KONTAN.CO.ID - JAKARTA. Kementerian Energi dan Sumber Daya Mineral (ESDM) tengah mendorong pengesahan Peraturan Presiden (Perpres) tentang tarif pembelian tenaga listrik energi baru dan terbarukan (EBT).
Direktur Jenderal Energi Baru, Terbarukan, dan Konservasi Energi (EBTKE) Kementerian ESDM, Dadan Kusdiana berharap, kehadiran aturan tersebut bisa memperjelas biaya pokok penyediaan (BPP) tenaga listrik.

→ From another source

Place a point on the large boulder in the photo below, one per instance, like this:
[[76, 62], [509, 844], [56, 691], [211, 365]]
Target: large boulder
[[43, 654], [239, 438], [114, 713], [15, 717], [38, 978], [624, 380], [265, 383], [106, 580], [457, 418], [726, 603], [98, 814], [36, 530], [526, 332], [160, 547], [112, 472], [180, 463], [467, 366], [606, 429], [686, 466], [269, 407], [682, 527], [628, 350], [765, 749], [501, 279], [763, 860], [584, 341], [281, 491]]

"Dengan (aturan) ini akan jelas harganya berapa karena harga panas bumi di Jawa dengan regulasi yang ada sekarang ini tidak bisa masuk. Karena basisnya pakai biaya BPP setempat," kata Dadan kepada Kontan, beberapa waktu lalu.
Akibat kondisi tersebut, ada perbedaan BPP di tiap wilayah yang membuat biaya produksi menjadi lebih mahal. Terlebih, wilayah - wilayah tersebut juga mengandalkan bahan bakar minyak (BBM).
Baca Juga: Tekan Emisi Karbon, Pupuk Kaltim Gunakan Motor Listrik untuk Aktivitas di Perusahaan
Maka untuk mengatasi masalah tersebut, diperlukan Perpres yang akan mengatur tarif yang berlaku secara umum. Kehadiran aturan tersebut akan memangkas biaya listrik karena mengubah penggunaan bahan bakar fosil menjadi EBT.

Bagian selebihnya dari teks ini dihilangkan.